So they have these little urinals at Fox Hills Elementary. It’s a small school, just outside
Salt Lake City, Utah. They’re just something you used to piss in; I’d never given them much
thought, until that day. You don’t have occasion to think much about them until you’re right beside
one, slamming and raking your tiny bloody hands into someone twice your size.
I was seven. A very silently damaged seven. You couldn’t put the mark on what was
wrong with me, but it was there. I was numb, just a little blond monster. I’d been emptied of my
personage– eaten up by uncle, and then cousin, until there was nothing left of me. No child, but
the convincing shell of one. I was playing pretend, and making it look like a small growing life.
I was at the urinal peeing. I had a hall pass, and because I had very little bladder control, I
owned a fancy free pass. Then this 12 year old entered, and stood at the urinal next to mine. He
looked at me, reached across into the urinal, and grabbed me. I froze. Everything went black, but
this time instead of withdrawing inward, and away, I flew out at him. Hatred oozed out of every
pore in my body. I have never felt so enraged in my entire life, either before or since. I don’t even
remember attacking. He was so much fucking bigger than me, yet still smaller than the others. It
did not matter, it didn’t even warrant a single thought.
So there I was clawing my way up his body, scratching and hitting him, as I rode his larger
body to the ground. I punched one hand after another into his face.
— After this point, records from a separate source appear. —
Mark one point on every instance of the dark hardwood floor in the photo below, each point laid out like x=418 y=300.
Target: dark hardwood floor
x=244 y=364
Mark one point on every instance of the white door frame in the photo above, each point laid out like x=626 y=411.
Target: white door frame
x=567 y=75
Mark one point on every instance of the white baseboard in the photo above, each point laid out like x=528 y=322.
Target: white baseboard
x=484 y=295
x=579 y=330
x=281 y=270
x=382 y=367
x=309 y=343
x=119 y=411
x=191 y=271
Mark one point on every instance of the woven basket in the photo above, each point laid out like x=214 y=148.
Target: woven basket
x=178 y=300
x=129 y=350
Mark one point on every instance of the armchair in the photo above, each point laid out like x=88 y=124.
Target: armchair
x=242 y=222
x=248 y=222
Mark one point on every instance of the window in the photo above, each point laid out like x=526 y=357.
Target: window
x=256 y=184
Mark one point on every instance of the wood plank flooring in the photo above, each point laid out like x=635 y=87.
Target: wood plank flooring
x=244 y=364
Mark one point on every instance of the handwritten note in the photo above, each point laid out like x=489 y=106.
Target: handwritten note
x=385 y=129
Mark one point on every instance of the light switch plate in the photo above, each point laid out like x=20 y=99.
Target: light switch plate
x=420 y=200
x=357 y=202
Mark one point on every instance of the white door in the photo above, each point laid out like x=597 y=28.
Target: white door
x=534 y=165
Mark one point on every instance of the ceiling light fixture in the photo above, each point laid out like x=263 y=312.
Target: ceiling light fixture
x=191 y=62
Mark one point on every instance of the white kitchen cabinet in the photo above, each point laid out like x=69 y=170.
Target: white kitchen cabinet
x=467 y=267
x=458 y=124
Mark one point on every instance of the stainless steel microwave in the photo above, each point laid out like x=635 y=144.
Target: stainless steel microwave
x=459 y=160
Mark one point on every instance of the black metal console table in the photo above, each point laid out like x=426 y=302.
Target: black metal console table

I remember feeling his nose
break; it felt like a secret seed exploding into a full tree inside my tiny chest, with pure,
unadulterated, euphoric satisfaction. Then I was standing over him, kicking him as he cried.
They wanted to expel me, but I was gone again, I wouldn’t even say a word. The angry
voices were like a distant buzzing in my ear. When my mother arrived, she got them to leave.
With a calm voice while looking right at me, she asked what had happened.
“He’d touched me,” was all I’d say, and she knew what I’d meant. She cleared everything with
them, but I honestly don’t remember a thing about it.
I was buried again under walls, and was a ghost for many years to come. I could always
feel the joy as they pulled me off of him, that joy of release. Like a tree top poking up past the
piles of trash, that feeling of being free for the first time never quite left me. Of course I had no
clue as to just how far I had to go. Even now after so much work, it’s the fight in me that counts on
the darkest of days. I can only drown for so long before it boils back up. What I learned on that
day, is that I will not leave this life without a struggle. I will not be a silent victim.